Salt is one food flavoring that we don't even think about most times. Apart from being used as a seasoning, it is also used to preserve foods! It is the one seasoning that's common to all cultures and cuisines. Have you ever thought about how salt is so easily available worldwide? Look to the sea for the answer. Yes, we owe the sea for gifting us the deliciousness of salt. You might wonder how we get salt from the sea. It just so happens that seawater is a solution of salt and water. All we have to do to get salt is collect some seawater and let the water evaporate away, leaving the salt behind for us to process and use. The science of sea salt chemistry is absolutely fascinating; let's see more.
The two compounds, water, and salt, are combined uniformly in seawater. These compounds can be separated by the physical process of evaporation. Therefore, seawater is a mixture. Now, does sea salt dissolve in water? This can be answered by another question: Is salt and water a solution? We know that salt dissolves in water. Therefore, seawater is also a homogeneous solution. At this point, it could be incredibly helpful to understand how salt and water form a solution.
Water (H2O) is a compound of Hydrogen and Oxygen in the molar ratio of 2:1 with a covalent bond between the Hydrogen and Oxygen atoms. This means that there are more Hydrogen atoms than Oxygen atoms in water. Here's where things get interesting. Hydrogen atoms are the smallest of all the elements. In fact, an Oxygen atom is 16 times heavier than a Hydrogen atom. This difference affects the ionic balance of a water molecule. Let's explore this further.
The Oxygen molecules have more electrons than the hydrogen atoms, leaving the Oxygen atom slightly negatively charged and the Hydrogen atoms slightly positively charged. Because of this, even though the net charge of a water molecule is zero, water is polar. We'll soon see why this is important to understand the interaction between salt and water.
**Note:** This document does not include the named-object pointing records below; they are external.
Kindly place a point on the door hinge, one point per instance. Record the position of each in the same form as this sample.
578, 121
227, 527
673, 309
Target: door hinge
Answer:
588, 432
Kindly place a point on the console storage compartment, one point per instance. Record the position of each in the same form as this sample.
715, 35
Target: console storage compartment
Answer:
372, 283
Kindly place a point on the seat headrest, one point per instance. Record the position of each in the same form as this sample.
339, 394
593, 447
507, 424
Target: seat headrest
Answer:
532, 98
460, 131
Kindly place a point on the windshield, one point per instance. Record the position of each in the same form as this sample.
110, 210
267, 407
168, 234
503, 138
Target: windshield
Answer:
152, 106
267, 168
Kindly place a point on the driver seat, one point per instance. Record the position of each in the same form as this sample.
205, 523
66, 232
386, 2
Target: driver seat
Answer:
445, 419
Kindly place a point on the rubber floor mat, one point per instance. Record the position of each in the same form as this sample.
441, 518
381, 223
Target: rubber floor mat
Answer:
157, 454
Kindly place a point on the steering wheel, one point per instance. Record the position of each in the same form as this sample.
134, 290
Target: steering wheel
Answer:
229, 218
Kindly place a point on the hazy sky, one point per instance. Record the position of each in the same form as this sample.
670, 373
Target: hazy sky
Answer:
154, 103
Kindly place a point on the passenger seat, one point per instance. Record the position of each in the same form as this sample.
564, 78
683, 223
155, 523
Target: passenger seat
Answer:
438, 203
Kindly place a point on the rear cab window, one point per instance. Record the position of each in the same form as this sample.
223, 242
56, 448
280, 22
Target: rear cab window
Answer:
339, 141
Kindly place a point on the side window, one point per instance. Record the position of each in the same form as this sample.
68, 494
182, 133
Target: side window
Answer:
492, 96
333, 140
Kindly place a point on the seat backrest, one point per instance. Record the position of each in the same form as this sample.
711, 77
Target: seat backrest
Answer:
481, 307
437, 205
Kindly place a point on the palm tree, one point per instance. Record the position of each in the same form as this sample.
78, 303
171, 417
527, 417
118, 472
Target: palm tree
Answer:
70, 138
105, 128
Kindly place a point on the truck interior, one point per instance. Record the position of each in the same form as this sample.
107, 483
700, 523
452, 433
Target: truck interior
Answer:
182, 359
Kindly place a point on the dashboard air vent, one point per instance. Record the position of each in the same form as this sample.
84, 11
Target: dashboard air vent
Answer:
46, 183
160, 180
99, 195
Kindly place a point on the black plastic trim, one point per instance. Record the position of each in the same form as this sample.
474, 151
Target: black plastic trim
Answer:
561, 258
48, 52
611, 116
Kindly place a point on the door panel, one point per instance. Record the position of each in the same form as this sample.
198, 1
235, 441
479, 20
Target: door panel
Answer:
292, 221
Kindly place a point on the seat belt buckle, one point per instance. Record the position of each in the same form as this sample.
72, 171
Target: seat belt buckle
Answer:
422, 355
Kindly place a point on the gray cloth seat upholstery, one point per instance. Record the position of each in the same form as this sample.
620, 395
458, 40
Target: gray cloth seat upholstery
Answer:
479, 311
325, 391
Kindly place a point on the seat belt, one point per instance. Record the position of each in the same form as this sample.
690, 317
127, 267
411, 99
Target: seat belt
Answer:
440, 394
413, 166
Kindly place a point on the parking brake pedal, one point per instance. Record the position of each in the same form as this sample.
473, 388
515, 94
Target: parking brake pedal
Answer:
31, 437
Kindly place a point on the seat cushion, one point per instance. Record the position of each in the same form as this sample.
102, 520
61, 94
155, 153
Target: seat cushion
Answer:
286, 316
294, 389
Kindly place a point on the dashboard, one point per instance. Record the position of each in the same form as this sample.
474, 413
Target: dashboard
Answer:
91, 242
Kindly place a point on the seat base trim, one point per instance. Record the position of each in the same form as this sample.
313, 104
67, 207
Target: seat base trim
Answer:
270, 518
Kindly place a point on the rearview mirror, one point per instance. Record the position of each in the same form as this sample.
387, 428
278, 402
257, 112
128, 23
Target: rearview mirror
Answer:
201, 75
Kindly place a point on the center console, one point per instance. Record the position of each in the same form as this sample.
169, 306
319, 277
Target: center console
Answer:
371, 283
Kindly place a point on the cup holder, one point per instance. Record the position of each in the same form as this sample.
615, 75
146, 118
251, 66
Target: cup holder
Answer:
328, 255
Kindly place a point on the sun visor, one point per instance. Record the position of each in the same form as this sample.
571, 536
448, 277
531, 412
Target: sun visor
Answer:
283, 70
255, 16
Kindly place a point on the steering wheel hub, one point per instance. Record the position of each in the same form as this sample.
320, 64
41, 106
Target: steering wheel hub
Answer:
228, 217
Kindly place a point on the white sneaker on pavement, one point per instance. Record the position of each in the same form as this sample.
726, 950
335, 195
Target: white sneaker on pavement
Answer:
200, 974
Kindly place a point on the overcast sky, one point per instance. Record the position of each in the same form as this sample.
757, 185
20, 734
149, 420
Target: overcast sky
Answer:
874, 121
Common salt is Sodium Chloride (NaCl), an ionic compound of sodium and chlorine elements. The bond between the Sodium and Chlorine atoms is formed by the Sodium atom donating one electron to the Chlorine atom, and this bond is highly electronegative.
The electropositive Sodium atom (Na) in the salt molecule is attracted to the slightly negatively charged oxygen atom in the water molecules. The electronegative Chlorine atom (Cl-) in the salt molecule is attracted to the slightly positively charged Hydrogen atoms in the water molecule. This makes for a fascinating physical interaction between salt and water molecules. The Sodium and Chlorine ions separate to interact with the water molecules. However, they do not form any bonds. This is how salt is dissolved in water.
Now we understand how sea salt solutions work.
Seawater consists of 96.5% water, 2.5% salt, and trace amounts of other compounds. There are roughly 28 grams of salt per liter. Knowing that the molecular mass of common salt is 58.4, 1 mole of NaCl is 58.4 grams. Now, let's calculate the number of moles in seawater. That will be 28 grams / (58.4 grams per mole), which is 0.479 miles. Using this, we can calculate the molarity of salt in seawater. M = 0.479 moles / 1L seawater = 0.479 M
1. Why are salt and water a solution?
Salt dissolves in water to form a solution.
2. What kind of mixture are salt and water?
When salt and water are mixed together, salt dissolves in water and becomes uniformly distributed in the mixture, thus making it a homogeneous mixture.
3. What solution do salt and water make?
Salt and water form a homogeneous solution when combined.
4. Is saltwater a homogeneous mixture?
Yes, salt dissolves in water and is combined uniformly to form a homogeneous mixture.